Sebagai aturan, kesetaraan diketahui sebagai solusi untuk memberikan bilangan bulat. Namun, ada kasus di mana akar adalah fungsi vektor, dan benda-benda lainnya.
persamaan adalah salah satu konsep yang paling penting dalam matematika. Sebagian besar masalah ilmiah dan praktis tidak mengukur atau menghitung nilai apapun. Oleh karena itu, Anda harus rasio yang akan memenuhi semua kondisi tugas. Dalam proses rasio ini muncul persamaan atau sistem persamaan.
Biasanya solusi kesetaraan dengan yang tidak diketahui mengurangi untuk transformasi persamaan yang kompleks, dan mengurangi ke bentuk yang sederhana. Harus diingat bahwa konversi harus dilakukan sehubungan dengan kedua bagian, jika output akan mengubah hasil yang salah.
4, metode untuk memecahkan persamaan
Dengan solusi dari persamaan yang diberikan memahami menggantikan lain yang setara dengan yang pertama. sebuah substitusi dikenal sebagai transformasi identitas. Untuk menyelesaikan persamaan, Anda harus menggunakan salah satu cara.
1. Salah satu ekspresi digantikan oleh yang lain, yang tentu akan sama dengan yang pertama. Contoh: (3 ∙ x + 3) 2 = 15 + 10 x ∙. Ungkapan ini dapat dikonversi menjadi 9 ∙ x 2 + 18 x ∙ = 15 + 9 + 10 x ∙.

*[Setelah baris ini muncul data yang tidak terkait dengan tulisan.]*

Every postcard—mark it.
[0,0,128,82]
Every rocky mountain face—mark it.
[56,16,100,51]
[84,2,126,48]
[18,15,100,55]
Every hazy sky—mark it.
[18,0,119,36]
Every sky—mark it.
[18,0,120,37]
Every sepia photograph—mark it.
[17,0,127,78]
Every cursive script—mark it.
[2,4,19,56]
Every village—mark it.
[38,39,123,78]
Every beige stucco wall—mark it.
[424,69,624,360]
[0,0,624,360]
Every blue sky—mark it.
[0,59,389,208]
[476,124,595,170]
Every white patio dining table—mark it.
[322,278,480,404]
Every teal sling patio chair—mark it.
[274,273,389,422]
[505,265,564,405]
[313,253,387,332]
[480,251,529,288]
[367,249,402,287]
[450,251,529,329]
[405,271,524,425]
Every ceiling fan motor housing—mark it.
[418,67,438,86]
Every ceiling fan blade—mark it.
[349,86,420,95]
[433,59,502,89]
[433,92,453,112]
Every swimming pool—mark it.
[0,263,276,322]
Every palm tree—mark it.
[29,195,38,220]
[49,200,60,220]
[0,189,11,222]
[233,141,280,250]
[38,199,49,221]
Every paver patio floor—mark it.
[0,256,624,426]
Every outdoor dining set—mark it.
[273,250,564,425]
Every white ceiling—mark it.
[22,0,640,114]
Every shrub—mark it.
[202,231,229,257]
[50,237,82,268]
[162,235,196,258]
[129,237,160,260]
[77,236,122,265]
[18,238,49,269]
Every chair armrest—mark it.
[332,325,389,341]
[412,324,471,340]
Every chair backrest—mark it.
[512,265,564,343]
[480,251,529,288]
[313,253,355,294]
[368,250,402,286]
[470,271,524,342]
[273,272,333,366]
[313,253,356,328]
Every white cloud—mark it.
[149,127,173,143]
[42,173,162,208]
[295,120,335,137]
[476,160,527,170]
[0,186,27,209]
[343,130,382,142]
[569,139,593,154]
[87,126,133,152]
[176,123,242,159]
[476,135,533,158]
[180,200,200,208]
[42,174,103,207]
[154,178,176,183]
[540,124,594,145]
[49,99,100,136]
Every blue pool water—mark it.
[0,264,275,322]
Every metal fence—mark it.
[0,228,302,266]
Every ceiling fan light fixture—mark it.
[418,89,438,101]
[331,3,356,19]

2. Pemindahan anggota sama dengan yang tidak diketahui dari satu sisi ke sisi lain. Dalam hal ini perlu untuk mengubah tanda-tanda dengan benar. Kesalahan kehancuran sedikit semua pekerjaan yang dilakukan. Sebagai contoh, mengambil sebelumnya "sampel".
9 ∙ x 2 + 12 x ∙ + 4 = 15 + 10 x ∙
9 ∙ x 2 + x 12 + 4 ∙ - ∙ x 15 - 10 = 0
9 ∙ x 2 - x 3 ∙ - 6 = 0
Maka persamaan tersebut diselesaikan dengan menggunakan diskriminan.
3. Multiply kedua sisi jumlah yang sama atau ekspresi yang tidak sama dengan 0. Namun, itu sangat berharga mengingat bahwa ketika persamaan baru tidak setara dengan kesetaraan sebelum perubahan, maka jumlah akar dapat sangat bervariasi.
4. mengkuadratkan kedua sisi persamaan. Metode ini hanya luar biasa, terutama ketika kesetaraan adalah ekspresi irasional, yaitu, akar kuadrat dari ekspresi di bawahnya. Ada satu peringatan: jika Anda membangun sebuah persamaan bahkan derajat, maka mungkin muncul akar asing, yang mendistorsi esensi dari pekerjaan. Dan jika salah mengambil root, maka arti dari pertanyaan di masalah adalah tidak jelas. CONTOH: │7 ∙ h│ = 35 → 1) 7 ∙ x = 35 dan 2) - 7 ∙ x = 35 → persamaan akan diselesaikan dengan benar.
Jadi, artikel ini adalah tentang istilah-istilah seperti persamaan dan identitas. Mereka semua berasal dari "kesetaraan" konsep. Karena berbagai jenis ekspresi setara dengan solusi dari masalah-masalah tertentu untuk sebagian besar difasilitasi.